Wednesday, February 5, 2020

EDEN PLANTED

Eden Planted is an exercise in futurology. Eden Planted contemplates 'the fall of man' reversed, the concept of returning to a new paradise in our technological age. (programme note)

William Yong - Director/Choreography
The themes of this work are timely and urgent, touching upon human evolution and how we envision the future....Eden Planted proposes a cautionary view of a re-engineered world, through movement, sound and visual design. The musical score by Anishinaabe dancer/composer Joshua DePerry (DJ Classic Roots) evokes the heartbeat of the land, integrated with techno beats. The work challenges us to consider carefully the legacy we're creating for future generations.


Mimi Beck, Dance Curator
Perhaps one of the most striking moments, among many, occurring during this hour long tour de force of sci-fi proportions, is a triumvirate of couples - two men, two women, one woman and one man - in pas de deux like configurations elegantly hoisting and gesturing, possessing an engaging flair for gender relations that imagines an enigmatic Eden where all kinds of couplings may occur.
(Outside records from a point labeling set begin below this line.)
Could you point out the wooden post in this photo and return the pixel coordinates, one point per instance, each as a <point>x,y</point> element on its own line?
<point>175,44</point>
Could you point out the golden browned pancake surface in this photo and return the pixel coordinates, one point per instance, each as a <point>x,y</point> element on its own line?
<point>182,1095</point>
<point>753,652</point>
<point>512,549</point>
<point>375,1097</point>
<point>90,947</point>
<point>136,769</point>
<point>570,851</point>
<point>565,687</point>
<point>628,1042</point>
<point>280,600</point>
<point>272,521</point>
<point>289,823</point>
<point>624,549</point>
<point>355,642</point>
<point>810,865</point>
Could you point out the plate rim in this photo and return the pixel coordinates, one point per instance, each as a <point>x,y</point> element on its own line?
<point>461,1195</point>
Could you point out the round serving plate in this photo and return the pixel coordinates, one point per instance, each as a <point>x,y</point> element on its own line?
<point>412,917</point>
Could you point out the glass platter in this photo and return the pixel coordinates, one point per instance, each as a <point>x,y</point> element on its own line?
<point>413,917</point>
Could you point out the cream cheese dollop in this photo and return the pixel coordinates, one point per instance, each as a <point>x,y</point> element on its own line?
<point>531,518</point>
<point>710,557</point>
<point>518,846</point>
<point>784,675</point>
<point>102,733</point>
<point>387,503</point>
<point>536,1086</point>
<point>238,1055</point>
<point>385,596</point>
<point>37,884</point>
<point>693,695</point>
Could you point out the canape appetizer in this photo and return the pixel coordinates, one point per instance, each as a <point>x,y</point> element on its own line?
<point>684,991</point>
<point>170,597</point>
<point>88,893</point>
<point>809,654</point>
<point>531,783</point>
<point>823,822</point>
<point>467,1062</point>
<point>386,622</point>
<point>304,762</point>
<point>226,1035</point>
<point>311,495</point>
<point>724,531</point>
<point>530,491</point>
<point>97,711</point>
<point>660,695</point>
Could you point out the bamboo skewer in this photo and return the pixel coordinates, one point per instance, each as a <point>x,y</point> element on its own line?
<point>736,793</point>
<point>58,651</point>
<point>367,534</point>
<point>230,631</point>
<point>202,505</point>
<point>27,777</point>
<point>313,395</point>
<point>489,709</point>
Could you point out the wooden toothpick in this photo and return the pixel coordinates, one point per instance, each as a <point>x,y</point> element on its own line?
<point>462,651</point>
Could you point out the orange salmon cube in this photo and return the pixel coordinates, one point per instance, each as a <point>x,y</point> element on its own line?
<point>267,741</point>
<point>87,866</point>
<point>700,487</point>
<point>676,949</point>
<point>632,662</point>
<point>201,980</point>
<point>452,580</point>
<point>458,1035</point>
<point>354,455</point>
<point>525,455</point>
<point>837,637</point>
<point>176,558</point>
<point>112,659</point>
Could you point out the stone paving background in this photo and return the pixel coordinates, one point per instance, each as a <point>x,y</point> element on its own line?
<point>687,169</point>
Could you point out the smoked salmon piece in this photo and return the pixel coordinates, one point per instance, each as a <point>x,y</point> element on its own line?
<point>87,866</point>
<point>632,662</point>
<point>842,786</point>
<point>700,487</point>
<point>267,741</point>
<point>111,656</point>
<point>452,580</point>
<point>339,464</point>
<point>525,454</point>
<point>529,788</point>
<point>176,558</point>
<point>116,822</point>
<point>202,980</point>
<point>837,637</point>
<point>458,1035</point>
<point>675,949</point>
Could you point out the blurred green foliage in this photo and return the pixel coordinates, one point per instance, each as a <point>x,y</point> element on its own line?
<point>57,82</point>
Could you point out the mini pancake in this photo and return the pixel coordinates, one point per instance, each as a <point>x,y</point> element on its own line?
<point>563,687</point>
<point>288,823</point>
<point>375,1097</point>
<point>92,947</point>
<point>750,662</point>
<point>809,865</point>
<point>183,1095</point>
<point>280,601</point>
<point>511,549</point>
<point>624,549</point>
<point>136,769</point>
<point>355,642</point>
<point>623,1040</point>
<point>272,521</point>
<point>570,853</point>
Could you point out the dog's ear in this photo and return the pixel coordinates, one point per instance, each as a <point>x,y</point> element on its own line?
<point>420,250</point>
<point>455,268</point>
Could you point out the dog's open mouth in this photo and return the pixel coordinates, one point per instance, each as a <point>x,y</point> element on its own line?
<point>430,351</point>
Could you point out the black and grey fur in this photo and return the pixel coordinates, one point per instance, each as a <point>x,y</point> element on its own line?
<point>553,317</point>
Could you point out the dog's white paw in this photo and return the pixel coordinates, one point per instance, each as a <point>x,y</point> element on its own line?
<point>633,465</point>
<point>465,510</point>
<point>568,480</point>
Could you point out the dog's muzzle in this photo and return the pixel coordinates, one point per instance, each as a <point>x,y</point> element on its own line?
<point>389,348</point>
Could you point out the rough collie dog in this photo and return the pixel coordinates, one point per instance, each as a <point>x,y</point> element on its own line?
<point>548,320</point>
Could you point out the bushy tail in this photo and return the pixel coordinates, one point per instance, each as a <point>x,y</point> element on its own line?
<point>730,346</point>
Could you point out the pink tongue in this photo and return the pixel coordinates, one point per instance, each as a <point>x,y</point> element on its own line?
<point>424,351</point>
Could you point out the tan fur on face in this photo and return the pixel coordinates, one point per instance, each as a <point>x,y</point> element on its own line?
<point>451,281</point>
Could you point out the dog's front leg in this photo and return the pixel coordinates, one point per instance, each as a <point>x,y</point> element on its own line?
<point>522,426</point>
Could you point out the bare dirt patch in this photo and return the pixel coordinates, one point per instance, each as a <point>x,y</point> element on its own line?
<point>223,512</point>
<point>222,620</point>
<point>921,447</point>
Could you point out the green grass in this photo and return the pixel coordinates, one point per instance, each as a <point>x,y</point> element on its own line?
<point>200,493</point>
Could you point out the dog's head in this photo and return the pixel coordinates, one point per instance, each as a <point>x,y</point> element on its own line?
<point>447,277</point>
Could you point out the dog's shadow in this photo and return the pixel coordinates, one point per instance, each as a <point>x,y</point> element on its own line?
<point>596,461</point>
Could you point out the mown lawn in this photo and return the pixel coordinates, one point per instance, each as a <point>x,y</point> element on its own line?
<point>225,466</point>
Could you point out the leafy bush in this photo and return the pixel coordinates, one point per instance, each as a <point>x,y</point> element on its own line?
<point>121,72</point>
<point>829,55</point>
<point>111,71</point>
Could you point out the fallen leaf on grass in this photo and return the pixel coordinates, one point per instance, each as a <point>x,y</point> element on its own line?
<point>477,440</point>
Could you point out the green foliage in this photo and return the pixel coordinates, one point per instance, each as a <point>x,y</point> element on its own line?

But this Eden, in the hands of director/choreographer William Yong is also a beauteous and potentially monstrous place where the past lurks behind each new technologically inclined movement. One scene, replete with high tech stilt-like appendages attached to a taut shirtless male dancer maneuvering through the space presents an eloquent form of measured, athletic awkwardness as he attempts to interact with another dancer - both somewhat unable to completely complete the connection the stilted and the unstilted seem to be attempting - suggesting a new kind of human that may have difficulty becoming fully integrated into the 'future.' But with time, Eden Planted intimates the possibility of integration, growth, and ultimate demise.
Gorgeous projections by Afaq Ahmed Karadia, complemented by intriguingly beautiful costumes by Lisa Mann, give the piece an almost Hunger Games tone - without the high terror - that moves in and out or gauziness, plastic adorned bodies, futuristic appendages, and a lone black tulle figure with a delightfully manipulated bird midway through the evening.

A panoply of language - Spanish, Chinese, Japanese, Portuguese - is spoken by other lone figures, inserting global and faint biblical implications that move through ideas of nurturing gardens to spinning deceptive horizons, tempests about to deploy, and decisions that must be urgently made.

This is no simple Eden. The ensemble of six dancers, through great skill and subtle movement, mixed with a softly emphatic acrobatic sense, roll a sharply bent body around the stage like a mechanical human being puppeteer'ed about - some contorted, wheel-like breathing form staying true to a circular origin. The sheer strength and varied physicality of this moment, and the overall work, never fails to enthral as a timeworn sense of a flawed yet perfect Eden replays itself in a future sci-fi like environment, begging the question, "If I don't have the courage to commit to reimagine creation, who will?" (programme translation from Spanish)

William Yong's re-imagining is gorgeous, meditative, simultaneously haunting, empowering and forewarning as it moves through many possibilities for a future paradisiacal garden framed by high tech prowess that intersects with the evolution of human bodies in perpetual motion.

RUNNING AT HARBOURFRONT CENTRE THEATRE UNTIL FEBRUARY 8TH




1 comment:

  1. Thank you very much for your insightful and beautiful review. We really appreciate your writing for the dance work. Good luck with all your projects. Thanks a lot.